Schweizer Medienbranche verabschiedet einheitlichen KI-Kodex
Die Schweizer Medienbranche hat einen gemeinsamen Kodex für den Einsatz von Künstlicher Intelligenz (KI) im Journalismus verabschiedet. Die branchenweite Selbstverpflichtung wurde auf dem Swiss Media Forum vorgestellt und wird unter anderem von SRG SSR, Keystone-SDA und dem Verband Schweizer Medien getragen.
Der Kodex legt gemeinsame Grundsätze für den verantwortungsvollen Umgang mit KI in Redaktionen fest. Im Fokus stehen Transparenz, Datenschutz, der Schutz demokratischer Prozesse sowie die Verantwortung der Medienhäuser für veröffentlichte Inhalte, unabhängig davon, ob sie von Menschen oder KI erstellt wurden.

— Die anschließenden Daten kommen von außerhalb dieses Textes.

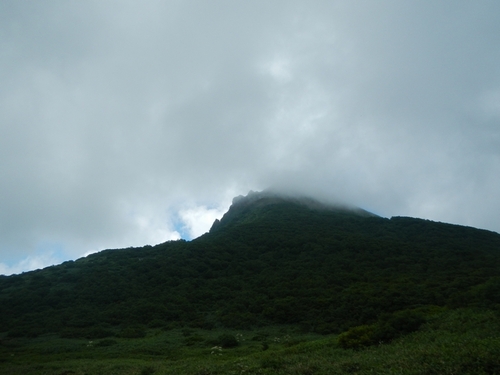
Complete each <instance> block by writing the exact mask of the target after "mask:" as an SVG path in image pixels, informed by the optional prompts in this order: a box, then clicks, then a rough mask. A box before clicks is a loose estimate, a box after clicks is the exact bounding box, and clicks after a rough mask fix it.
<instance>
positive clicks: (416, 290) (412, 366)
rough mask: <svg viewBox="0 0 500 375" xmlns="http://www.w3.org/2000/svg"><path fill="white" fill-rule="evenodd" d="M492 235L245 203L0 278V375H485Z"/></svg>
mask: <svg viewBox="0 0 500 375" xmlns="http://www.w3.org/2000/svg"><path fill="white" fill-rule="evenodd" d="M499 312H500V235H499V234H497V233H493V232H489V231H484V230H479V229H474V228H469V227H463V226H457V225H450V224H443V223H436V222H431V221H427V220H420V219H413V218H401V217H399V218H392V219H385V218H380V217H377V216H375V215H371V214H369V213H367V212H365V211H362V210H352V209H346V208H339V207H327V206H322V205H320V204H319V203H317V202H314V201H312V200H298V199H289V198H286V199H285V198H280V197H276V196H269V195H266V194H254V195H252V196H249V197H247V198H245V199H241V200H239V201H237V202H236V203H235V204H233V206H232V207H231V209H230V210H229V212H228V213H227V214H226V215H225V216H224V217H223V218H222V220H221V221H220V222H219V221H218V222H216V223H215V224H214V226H213V228H212V230H211V231H210V233H207V234H206V235H204V236H202V237H200V238H198V239H196V240H194V241H191V242H186V241H172V242H167V243H164V244H160V245H157V246H145V247H143V248H129V249H121V250H106V251H102V252H100V253H98V254H93V255H90V256H88V257H86V258H82V259H79V260H77V261H75V262H66V263H63V264H62V265H59V266H54V267H49V268H46V269H44V270H39V271H33V272H28V273H25V274H22V275H14V276H9V277H5V276H4V277H0V340H1V341H0V373H2V374H19V373H23V374H57V375H61V374H153V373H154V374H200V375H201V374H252V373H253V374H280V373H282V374H327V373H328V374H331V373H339V374H343V373H358V374H363V373H372V374H373V373H384V374H386V373H398V374H433V373H435V374H457V373H469V374H495V373H500V365H499V362H498V360H497V358H500V355H499V354H500V353H499V350H500V340H499V336H498V334H497V333H496V332H500V330H498V328H500V324H499V317H498V314H499Z"/></svg>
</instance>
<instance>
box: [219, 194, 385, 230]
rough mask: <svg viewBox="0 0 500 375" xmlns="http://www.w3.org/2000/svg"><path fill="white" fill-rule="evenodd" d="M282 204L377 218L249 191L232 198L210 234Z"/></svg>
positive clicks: (348, 210) (356, 207) (294, 199)
mask: <svg viewBox="0 0 500 375" xmlns="http://www.w3.org/2000/svg"><path fill="white" fill-rule="evenodd" d="M284 204H287V205H289V206H290V207H292V206H294V207H302V208H306V209H309V210H312V211H337V212H343V213H350V214H354V215H358V216H365V217H366V216H377V215H374V214H372V213H370V212H368V211H365V210H363V209H361V208H359V207H355V206H349V205H345V204H338V203H337V204H333V203H327V202H324V201H320V200H317V199H314V198H311V197H308V196H305V195H299V194H288V193H282V192H277V191H273V190H264V191H260V192H256V191H252V190H250V192H249V193H248V194H247V195H246V196H243V195H239V196H237V197H235V198H233V201H232V205H231V207H229V210H228V211H227V212H226V213H225V214H224V216H223V217H222V218H221V220H218V219H217V220H215V222H214V223H213V225H212V228H211V229H210V232H213V231H214V230H216V229H219V228H221V227H224V226H227V225H230V224H232V223H236V222H241V221H248V217H249V216H253V217H255V216H256V215H257V211H258V210H261V209H263V208H267V207H270V206H277V205H284Z"/></svg>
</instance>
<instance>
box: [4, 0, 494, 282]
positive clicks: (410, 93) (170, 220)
mask: <svg viewBox="0 0 500 375" xmlns="http://www.w3.org/2000/svg"><path fill="white" fill-rule="evenodd" d="M499 21H500V3H498V2H495V1H488V0H487V1H482V2H476V3H470V2H463V1H459V2H452V1H448V0H447V1H442V2H433V1H430V0H424V1H420V2H415V3H409V2H408V3H403V2H395V1H390V0H383V1H378V2H371V1H358V2H348V1H331V2H324V1H309V2H305V1H296V0H291V1H273V2H272V3H269V2H265V1H259V0H258V1H253V2H245V1H217V2H213V3H207V2H204V1H199V0H189V1H185V2H178V1H156V0H152V1H148V2H138V1H115V0H107V1H87V2H64V1H57V0H56V1H51V2H38V1H34V0H26V1H23V2H18V1H14V0H6V1H3V2H2V3H1V4H0V47H1V49H0V50H1V51H2V52H1V53H0V129H1V133H0V134H1V135H0V171H1V173H2V179H1V180H0V191H1V194H0V207H1V210H0V274H2V273H4V274H8V273H13V272H22V271H26V270H29V269H34V268H37V267H42V266H46V265H48V264H52V263H57V262H62V261H64V260H67V259H74V258H76V257H79V256H82V255H83V254H87V253H89V252H94V251H98V250H102V249H105V248H119V247H128V246H141V245H145V244H156V243H160V242H164V241H166V240H169V239H177V238H181V237H183V238H188V239H190V238H194V237H197V236H199V235H201V234H202V233H204V232H206V231H208V230H209V228H210V226H211V224H212V223H213V221H214V220H215V219H216V218H220V217H221V216H222V215H223V213H224V212H226V211H227V209H228V207H229V205H230V204H231V200H232V199H233V198H234V197H235V196H238V195H242V194H247V192H248V191H249V190H255V191H260V190H264V189H266V188H272V189H277V190H282V191H289V192H298V193H301V194H303V195H308V196H312V197H315V198H319V199H324V200H330V201H339V202H345V203H348V204H352V205H355V206H359V207H361V208H363V209H366V210H367V211H370V212H374V213H376V214H377V215H381V216H385V217H390V216H394V215H403V216H414V217H422V218H428V219H431V220H437V221H443V222H451V223H456V224H463V225H470V226H474V227H479V228H484V229H489V230H493V231H496V232H500V203H499V200H498V191H500V104H499V103H500V41H498V38H497V35H499V34H500V22H499Z"/></svg>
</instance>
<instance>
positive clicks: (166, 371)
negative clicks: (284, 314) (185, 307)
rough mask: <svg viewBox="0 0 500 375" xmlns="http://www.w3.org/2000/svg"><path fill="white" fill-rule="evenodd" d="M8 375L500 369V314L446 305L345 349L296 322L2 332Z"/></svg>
mask: <svg viewBox="0 0 500 375" xmlns="http://www.w3.org/2000/svg"><path fill="white" fill-rule="evenodd" d="M0 373H1V374H4V375H11V374H12V375H14V374H15V375H18V374H25V375H31V374H46V375H69V374H74V375H98V374H102V375H149V374H156V375H161V374H177V375H181V374H193V375H194V374H196V375H209V374H297V375H299V374H301V375H307V374H412V375H413V374H415V375H416V374H422V375H423V374H450V375H451V374H500V318H499V316H498V314H497V313H496V312H493V311H489V310H473V309H458V310H443V311H441V312H439V313H435V314H433V315H432V316H428V317H427V319H426V323H424V324H423V325H422V326H421V327H420V329H419V330H418V331H416V332H413V333H410V334H408V335H405V336H403V337H400V338H398V339H396V340H394V341H392V342H390V343H378V344H375V345H370V346H366V347H360V348H357V349H344V348H342V347H341V346H340V345H339V340H338V336H337V335H323V336H321V335H318V334H310V333H305V332H301V331H300V329H299V328H297V327H294V326H273V327H267V328H259V329H256V330H253V331H241V330H226V329H225V330H217V329H212V330H202V329H193V328H173V329H172V328H165V327H163V328H154V329H151V328H150V329H147V330H146V336H145V337H141V338H120V337H110V338H103V339H99V340H83V339H68V338H60V337H58V336H53V335H44V336H40V337H37V338H32V339H29V338H12V339H9V338H7V337H3V338H2V340H1V345H0Z"/></svg>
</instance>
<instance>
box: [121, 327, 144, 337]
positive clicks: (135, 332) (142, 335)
mask: <svg viewBox="0 0 500 375" xmlns="http://www.w3.org/2000/svg"><path fill="white" fill-rule="evenodd" d="M118 336H120V337H123V338H126V339H138V338H142V337H146V330H145V329H144V328H142V327H125V328H123V329H122V330H121V331H120V333H119V335H118Z"/></svg>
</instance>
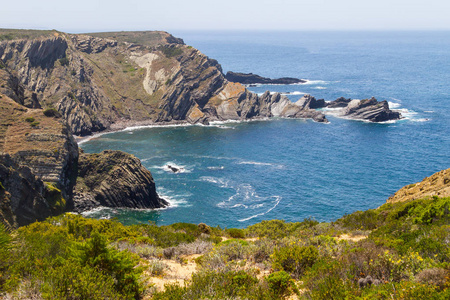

"Vertrauen ist das höchste Gut der Medien", betonte Andrea Masüger, Präsident des Verbands Schweizer Medien. Der Kodex diene dazu, dieses Vertrauen angesichts rasanter technologischer Entwicklungen zu sichern. SRG-Generaldirektorin Susanne Wille unterstrich die Bedeutung transparenter und nachvollziehbarer KI-Nutzung für die Glaubwürdigkeit der Medienschaffenden.
Zudem sieht der Kodex verbindliche Kennzeichnungspflichten für KI-generierte Inhalte vor. Ein zweistufiges Kontrollsystem mit internen Meldestellen und einer unabhängigen KI-Ombudsstelle, die jährlich einen Transparenzbericht veröffentlicht, ist ebenfalls vorgesehen.
Parallel kündigte die Schweizer Organisation WEMF ein neues Prüfverfahren („Responsible AI“) mit einem Qualitätslabel für Medienhäuser an. Damit sollen Unternehmen ihren verantwortungsvollen KI-Einsatz gegenüber Publikum und Werbemarkt dokumentieren können.